Rural Affairs Secretary Richard Lochhead said, “Scotland is known around the world for our beautiful natural environment – and banning growing genetically modified crops will protect and further enhance our clean, green status. There is no evidence of significant demand for GM products by Scottish consumers and I am concerned that allowing GM crops to be grown in Scotland would damage our clean and green brand, thereby gambling with the future of our £14 billion food and drink sector.”
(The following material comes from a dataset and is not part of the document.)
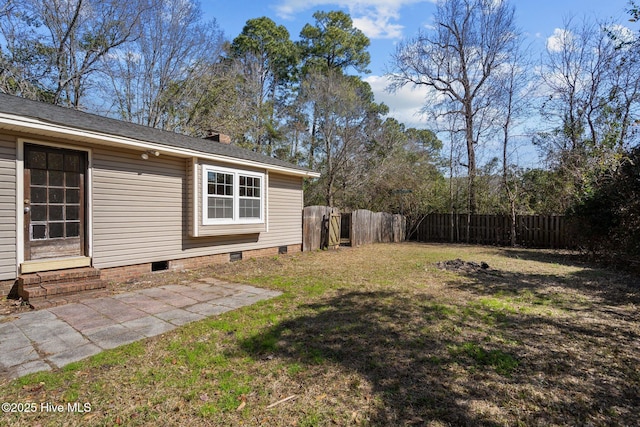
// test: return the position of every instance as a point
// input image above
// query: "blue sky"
(386, 22)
However, the move has been condemned by farming leaders north of the border, particularly as it is at odds with Westminster’s attitude towards GM crops. Scott Walker, NFU Scotland Chief Executive said: “Other countries are embracing biotechnology where appropriate and we should be open to doing the same here in Scotland.
“Decisions should be taken on the individual merits of each variety, based on science and determined by whether the variety will deliver overall benefit. These crops could have a role in shaping sustainable agriculture at some point and at the same time protecting the environment which we all cherish in Scotland.
It is unclear whether the ban would apply to scientific and experimental research, but Scotland’s research establishments, including the James Hutton Institute and the Rowett Institute of Nutrition and Health have been at the forefront of researching the technology.